庶民の参拝が非常に流行したため、江戸時代の後期には伊勢神宮のことを「お伊勢さん」という愛称が付けられていたほどでした。

伊勢神宮に関するあれこれ

伊勢神宮は日本にある神社の中でも特別な存在であるということもあり、他の神社とは異なる習慣があります。

たとえば、この神社にはお賽銭箱が設置してありません。
というのも、前述の通り、伊勢神宮は皇室の氏神であり、もともといわば皇室専用の神社でした。
そのため、一般の人々が参拝してお賽銭を投げて祈願をするということが想定されていないのです。

皇室の氏神の神社であるということとは裏腹に、歴代の天皇が一度もこの神社を参拝したことがないという事実も興味深いものがあります。
なぜ歴代の天皇が参拝を行ってこなかったのかは明らかになっていませんが、初めて伊勢神宮に参拝を行ったのは、明治天皇で、今までの歴史を変える出来事となりました。

また、神社につきもののおみくじが明治神宮にないというのも興味深い点です。
その理由ははっきりと公表されていませんが、伊勢神宮においては毎日が吉日であるので、運を占う必要がないというのが通説です。

日本全国にある神社の本社として君臨する

伊勢神宮は大変高い地位を持っていて、以前は全国にある神社の頂点とされていました。
その後、考え方が若干改められ全ての神社の本社となっていますが、日本の神社をまとめる存在であることに変わりはありません。
こうしたこともあって、歴代の首相が毎年官公庁の仕事始めの日に伊勢神宮を訪れて参拝をするという習慣があり、その重要性が伺えます。

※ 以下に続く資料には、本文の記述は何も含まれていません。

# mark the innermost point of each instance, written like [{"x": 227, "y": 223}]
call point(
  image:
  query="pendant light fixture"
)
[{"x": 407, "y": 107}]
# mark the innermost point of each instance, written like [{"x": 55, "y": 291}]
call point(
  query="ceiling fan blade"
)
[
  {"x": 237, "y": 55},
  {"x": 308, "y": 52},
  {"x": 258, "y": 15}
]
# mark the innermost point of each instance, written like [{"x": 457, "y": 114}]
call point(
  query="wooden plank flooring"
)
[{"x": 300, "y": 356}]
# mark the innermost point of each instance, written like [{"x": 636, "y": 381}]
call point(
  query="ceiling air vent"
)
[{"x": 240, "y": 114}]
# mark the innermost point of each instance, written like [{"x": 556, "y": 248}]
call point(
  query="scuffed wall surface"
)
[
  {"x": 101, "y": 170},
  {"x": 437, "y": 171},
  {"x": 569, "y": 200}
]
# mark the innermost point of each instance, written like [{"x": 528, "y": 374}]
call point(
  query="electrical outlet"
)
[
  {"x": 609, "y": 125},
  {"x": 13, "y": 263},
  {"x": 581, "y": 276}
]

もちろん、一般の参拝客もたくさんおり、伊勢神宮へのお参りというのは特別な意味を持っています。
また、神社の中には、その建造物も含め、たくさんの文化的に価値の高い工芸品があるため、観光客が多いのも特徴です。
野外ライブを行うなど、その魅力を発信する活動を行っていて、より多くの人にその素晴らしさが認識されつつあります。